You have to remember that there is a different view of women’s roles in the west and in the shtetl. Jewish men’s business was Torah, ie study of religion. Women’s business was in the marketplace. That seems feminist to a western woman whose view of women’s roles comes from the British middle class ideal where, in the Victorian era, women in the middle class were “angels of the house.” British working class women also stayed home after marriage but did piece work in the home to earn money. By contrast, at the same time in the shtetl, most women were involved in the marketplace, in trade or in some small business.
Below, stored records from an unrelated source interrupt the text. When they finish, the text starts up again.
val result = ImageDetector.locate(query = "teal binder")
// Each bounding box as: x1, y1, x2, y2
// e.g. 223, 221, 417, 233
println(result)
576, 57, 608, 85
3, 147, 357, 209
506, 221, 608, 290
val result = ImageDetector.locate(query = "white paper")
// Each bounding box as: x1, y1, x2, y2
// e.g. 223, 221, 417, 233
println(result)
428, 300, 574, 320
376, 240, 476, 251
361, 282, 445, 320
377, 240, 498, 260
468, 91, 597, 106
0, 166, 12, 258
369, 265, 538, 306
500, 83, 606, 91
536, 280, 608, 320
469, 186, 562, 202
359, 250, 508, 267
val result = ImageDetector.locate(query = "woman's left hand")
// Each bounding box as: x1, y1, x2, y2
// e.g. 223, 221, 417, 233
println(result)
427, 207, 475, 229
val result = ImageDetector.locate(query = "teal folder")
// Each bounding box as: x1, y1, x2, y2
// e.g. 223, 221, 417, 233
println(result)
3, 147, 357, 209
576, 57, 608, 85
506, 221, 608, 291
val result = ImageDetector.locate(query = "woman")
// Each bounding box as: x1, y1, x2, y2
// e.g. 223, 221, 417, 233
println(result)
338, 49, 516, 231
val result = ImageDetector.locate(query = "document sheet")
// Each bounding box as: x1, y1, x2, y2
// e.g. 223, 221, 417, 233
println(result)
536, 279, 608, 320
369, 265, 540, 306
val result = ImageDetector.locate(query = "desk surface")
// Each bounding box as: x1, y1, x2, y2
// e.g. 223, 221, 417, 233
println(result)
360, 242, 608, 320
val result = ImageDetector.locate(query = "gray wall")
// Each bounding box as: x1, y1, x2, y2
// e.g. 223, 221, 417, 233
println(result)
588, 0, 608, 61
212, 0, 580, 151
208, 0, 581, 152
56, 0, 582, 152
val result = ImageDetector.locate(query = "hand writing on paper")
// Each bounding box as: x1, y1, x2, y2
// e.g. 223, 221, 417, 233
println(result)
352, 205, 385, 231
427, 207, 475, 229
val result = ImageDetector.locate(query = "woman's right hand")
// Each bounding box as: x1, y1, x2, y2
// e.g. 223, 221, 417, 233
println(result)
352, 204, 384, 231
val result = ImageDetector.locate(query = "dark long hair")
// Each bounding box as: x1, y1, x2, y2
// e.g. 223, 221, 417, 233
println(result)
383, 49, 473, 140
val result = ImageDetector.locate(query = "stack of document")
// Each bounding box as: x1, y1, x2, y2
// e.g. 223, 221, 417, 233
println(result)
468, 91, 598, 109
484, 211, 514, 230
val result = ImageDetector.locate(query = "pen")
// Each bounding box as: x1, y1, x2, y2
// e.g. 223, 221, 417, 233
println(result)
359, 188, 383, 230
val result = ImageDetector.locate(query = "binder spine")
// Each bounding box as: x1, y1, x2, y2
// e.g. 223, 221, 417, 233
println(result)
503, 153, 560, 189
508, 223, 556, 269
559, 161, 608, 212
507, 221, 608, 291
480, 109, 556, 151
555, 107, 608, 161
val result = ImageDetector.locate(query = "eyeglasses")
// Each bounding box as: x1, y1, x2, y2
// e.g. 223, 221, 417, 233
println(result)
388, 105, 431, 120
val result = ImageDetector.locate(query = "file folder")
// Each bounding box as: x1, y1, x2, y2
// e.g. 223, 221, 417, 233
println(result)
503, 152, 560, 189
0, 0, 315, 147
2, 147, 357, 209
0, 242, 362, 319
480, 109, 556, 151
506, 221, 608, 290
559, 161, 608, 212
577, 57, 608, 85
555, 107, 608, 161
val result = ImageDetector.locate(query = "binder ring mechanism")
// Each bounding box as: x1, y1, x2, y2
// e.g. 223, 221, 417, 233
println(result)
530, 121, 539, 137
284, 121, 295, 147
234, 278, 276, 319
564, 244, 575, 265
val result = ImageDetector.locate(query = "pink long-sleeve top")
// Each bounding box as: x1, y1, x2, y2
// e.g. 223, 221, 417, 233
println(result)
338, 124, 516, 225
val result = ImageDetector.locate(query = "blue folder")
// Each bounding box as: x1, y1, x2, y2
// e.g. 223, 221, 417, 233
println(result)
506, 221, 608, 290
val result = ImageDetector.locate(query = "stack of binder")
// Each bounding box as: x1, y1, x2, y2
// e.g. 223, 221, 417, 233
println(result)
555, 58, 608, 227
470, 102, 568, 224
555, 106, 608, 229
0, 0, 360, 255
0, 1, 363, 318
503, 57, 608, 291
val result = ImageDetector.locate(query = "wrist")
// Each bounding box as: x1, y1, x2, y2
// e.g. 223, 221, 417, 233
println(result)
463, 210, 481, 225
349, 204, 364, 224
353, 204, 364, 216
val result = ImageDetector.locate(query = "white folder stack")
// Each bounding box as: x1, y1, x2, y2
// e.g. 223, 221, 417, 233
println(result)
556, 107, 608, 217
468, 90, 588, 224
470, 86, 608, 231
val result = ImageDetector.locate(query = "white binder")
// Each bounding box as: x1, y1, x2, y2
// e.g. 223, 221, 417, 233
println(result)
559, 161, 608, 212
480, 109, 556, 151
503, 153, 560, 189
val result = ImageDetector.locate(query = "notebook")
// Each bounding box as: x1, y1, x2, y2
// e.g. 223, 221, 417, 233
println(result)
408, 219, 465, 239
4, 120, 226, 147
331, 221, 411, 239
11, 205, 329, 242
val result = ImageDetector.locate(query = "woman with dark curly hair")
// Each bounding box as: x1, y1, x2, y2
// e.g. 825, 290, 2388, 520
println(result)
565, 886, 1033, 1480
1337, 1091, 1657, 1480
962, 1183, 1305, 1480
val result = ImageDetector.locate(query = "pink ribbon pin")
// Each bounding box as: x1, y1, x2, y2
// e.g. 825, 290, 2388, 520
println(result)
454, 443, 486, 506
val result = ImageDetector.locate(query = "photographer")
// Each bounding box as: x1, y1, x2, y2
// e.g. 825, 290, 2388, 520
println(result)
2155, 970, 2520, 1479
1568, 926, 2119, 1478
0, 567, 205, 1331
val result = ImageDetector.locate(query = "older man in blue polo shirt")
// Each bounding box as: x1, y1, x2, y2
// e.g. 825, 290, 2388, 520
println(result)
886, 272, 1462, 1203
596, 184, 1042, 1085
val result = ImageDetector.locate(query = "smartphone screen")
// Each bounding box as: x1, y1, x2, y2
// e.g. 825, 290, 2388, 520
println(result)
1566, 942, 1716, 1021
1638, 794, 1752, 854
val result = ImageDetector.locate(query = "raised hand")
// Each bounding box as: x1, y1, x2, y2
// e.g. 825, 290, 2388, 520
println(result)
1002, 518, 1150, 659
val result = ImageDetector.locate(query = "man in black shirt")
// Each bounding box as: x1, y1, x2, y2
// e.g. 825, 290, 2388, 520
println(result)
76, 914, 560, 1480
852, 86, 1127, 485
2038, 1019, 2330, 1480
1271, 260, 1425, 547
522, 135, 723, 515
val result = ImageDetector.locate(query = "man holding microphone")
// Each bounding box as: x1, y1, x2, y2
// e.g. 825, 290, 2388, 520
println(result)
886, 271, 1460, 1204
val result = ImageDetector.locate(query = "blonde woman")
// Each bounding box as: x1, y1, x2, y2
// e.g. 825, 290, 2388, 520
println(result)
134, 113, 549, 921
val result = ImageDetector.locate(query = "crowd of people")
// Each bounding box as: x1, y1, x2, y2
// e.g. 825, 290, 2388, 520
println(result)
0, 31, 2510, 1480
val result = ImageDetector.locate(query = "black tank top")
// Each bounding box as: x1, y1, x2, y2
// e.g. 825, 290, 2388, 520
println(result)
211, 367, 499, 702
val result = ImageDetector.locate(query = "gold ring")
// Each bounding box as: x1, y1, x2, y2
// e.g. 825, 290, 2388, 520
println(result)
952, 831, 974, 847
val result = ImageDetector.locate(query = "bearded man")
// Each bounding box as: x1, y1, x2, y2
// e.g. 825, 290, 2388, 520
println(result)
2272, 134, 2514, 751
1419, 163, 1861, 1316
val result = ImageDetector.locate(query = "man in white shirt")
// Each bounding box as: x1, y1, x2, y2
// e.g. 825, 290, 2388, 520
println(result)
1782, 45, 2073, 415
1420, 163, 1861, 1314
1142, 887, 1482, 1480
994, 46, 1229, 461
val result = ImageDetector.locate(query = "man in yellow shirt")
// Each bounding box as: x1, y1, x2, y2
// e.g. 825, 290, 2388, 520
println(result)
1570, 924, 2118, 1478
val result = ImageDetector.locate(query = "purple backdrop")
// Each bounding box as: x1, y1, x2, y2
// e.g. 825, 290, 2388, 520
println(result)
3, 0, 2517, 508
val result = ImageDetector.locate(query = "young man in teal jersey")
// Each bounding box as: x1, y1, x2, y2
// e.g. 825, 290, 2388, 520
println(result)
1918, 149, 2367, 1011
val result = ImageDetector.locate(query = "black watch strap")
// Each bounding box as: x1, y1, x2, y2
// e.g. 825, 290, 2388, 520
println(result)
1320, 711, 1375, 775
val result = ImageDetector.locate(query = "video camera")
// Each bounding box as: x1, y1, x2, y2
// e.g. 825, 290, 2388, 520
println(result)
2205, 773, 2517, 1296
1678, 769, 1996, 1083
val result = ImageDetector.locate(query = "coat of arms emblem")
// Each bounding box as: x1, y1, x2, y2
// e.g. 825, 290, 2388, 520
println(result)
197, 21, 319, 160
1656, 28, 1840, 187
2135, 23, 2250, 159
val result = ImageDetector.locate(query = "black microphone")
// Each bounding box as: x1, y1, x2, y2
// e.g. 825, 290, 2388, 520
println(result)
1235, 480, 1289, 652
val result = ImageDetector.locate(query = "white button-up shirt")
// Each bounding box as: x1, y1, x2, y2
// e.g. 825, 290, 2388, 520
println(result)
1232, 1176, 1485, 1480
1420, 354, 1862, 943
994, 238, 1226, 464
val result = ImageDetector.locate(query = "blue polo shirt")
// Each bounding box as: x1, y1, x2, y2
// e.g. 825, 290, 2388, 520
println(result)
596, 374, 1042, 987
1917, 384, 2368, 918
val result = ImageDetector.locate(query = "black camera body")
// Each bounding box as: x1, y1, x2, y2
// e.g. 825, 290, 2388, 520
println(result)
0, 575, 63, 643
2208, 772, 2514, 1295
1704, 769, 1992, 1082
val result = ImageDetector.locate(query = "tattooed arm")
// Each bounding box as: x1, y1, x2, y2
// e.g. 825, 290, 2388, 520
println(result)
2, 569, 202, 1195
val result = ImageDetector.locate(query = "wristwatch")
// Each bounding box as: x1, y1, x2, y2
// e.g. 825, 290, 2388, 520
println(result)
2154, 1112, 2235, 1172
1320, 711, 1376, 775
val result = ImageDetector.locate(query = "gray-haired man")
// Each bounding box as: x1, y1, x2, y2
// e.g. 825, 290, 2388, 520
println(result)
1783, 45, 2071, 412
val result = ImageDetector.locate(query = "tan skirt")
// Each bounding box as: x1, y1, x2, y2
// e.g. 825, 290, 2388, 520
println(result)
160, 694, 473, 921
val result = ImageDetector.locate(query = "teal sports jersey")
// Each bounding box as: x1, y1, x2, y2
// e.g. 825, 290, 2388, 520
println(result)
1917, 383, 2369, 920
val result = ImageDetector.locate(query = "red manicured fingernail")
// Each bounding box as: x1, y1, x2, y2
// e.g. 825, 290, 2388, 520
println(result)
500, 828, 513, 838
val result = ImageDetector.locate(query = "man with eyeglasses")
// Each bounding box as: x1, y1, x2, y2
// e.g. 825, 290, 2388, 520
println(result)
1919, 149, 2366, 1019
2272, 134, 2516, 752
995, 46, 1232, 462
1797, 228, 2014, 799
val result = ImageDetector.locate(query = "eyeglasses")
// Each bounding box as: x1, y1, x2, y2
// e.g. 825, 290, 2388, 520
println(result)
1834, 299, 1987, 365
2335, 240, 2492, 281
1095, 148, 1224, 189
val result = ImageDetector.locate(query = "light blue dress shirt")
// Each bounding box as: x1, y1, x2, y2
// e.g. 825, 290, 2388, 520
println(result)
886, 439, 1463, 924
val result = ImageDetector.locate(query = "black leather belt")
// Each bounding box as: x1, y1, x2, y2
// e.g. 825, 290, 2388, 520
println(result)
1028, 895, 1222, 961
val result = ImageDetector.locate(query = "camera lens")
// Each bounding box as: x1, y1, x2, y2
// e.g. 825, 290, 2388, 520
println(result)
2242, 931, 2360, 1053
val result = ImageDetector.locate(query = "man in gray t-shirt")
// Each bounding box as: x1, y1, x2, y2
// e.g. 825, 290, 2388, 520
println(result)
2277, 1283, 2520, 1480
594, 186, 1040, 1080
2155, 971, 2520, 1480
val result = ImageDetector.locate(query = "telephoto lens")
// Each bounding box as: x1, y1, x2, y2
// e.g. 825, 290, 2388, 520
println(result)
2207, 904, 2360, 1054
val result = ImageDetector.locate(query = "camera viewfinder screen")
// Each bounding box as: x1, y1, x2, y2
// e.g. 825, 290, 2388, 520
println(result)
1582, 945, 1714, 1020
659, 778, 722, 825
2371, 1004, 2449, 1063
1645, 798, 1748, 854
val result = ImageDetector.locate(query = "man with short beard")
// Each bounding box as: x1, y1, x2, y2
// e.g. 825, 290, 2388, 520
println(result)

Poor men also did so; men whose wives could support them studied Torah. (Some wealthy families could obtain husbands for their daughters who were Torah scholars and then support them in their study so they didn’t work.)
In the 19th century wealthy shtetl families obtained secular education for their daughters, which, again seems feminist by western views of education. But their sons received a strictly religious education because that was considered more important. Daughters of wealthy families weren’t entitled to a religious education, so, ironically, they were by our standards better educated because they learned literature, languages, science, etc. In poor families sons received a basic religious education which would enable them to read Hebrew for prayer. Daughters were not entitled to have that, but got the basics which would enable them to conduct commerce (read and write in Yiddish and perhaps Polish or Russian). Women read whatever they could get their hands on. Book peddlers who brought Yiddish books to shtetls were very popular.
Faygela is based on real Yiddish women who were authors in late 19th century Europe. In fact, to make it more believable, she is not as accomplished as they were because she lives in a backwater and she doesn’t have many opportunities there. I went to great lengths to make sure that anything I wrote in RM was true to the time period in fact.
However having said all that, I would add that the purpose of writing historically is not only to bring a past time to light but also to view it through the lens of the author. That is the purpose of any sort of writing. I put my perspective of beauty, truth, justice, injustice and love into the story. So although everything in RM is factually correct, my guess is that what you sense in the writing as feminist is the gloss I put on it, which is different than how a conservative male writer would portray the shtetl.
Most writing about the shtetl was done post holocaust by men with the ethos of the mid 20th century influencing their portrayal of it, and that is one of the reasons I wrote RM. I felt that the other materials available on the shtetl were skewed to that particular perspective, rather than reflecting the vigour of women’s lives as I knew them to be.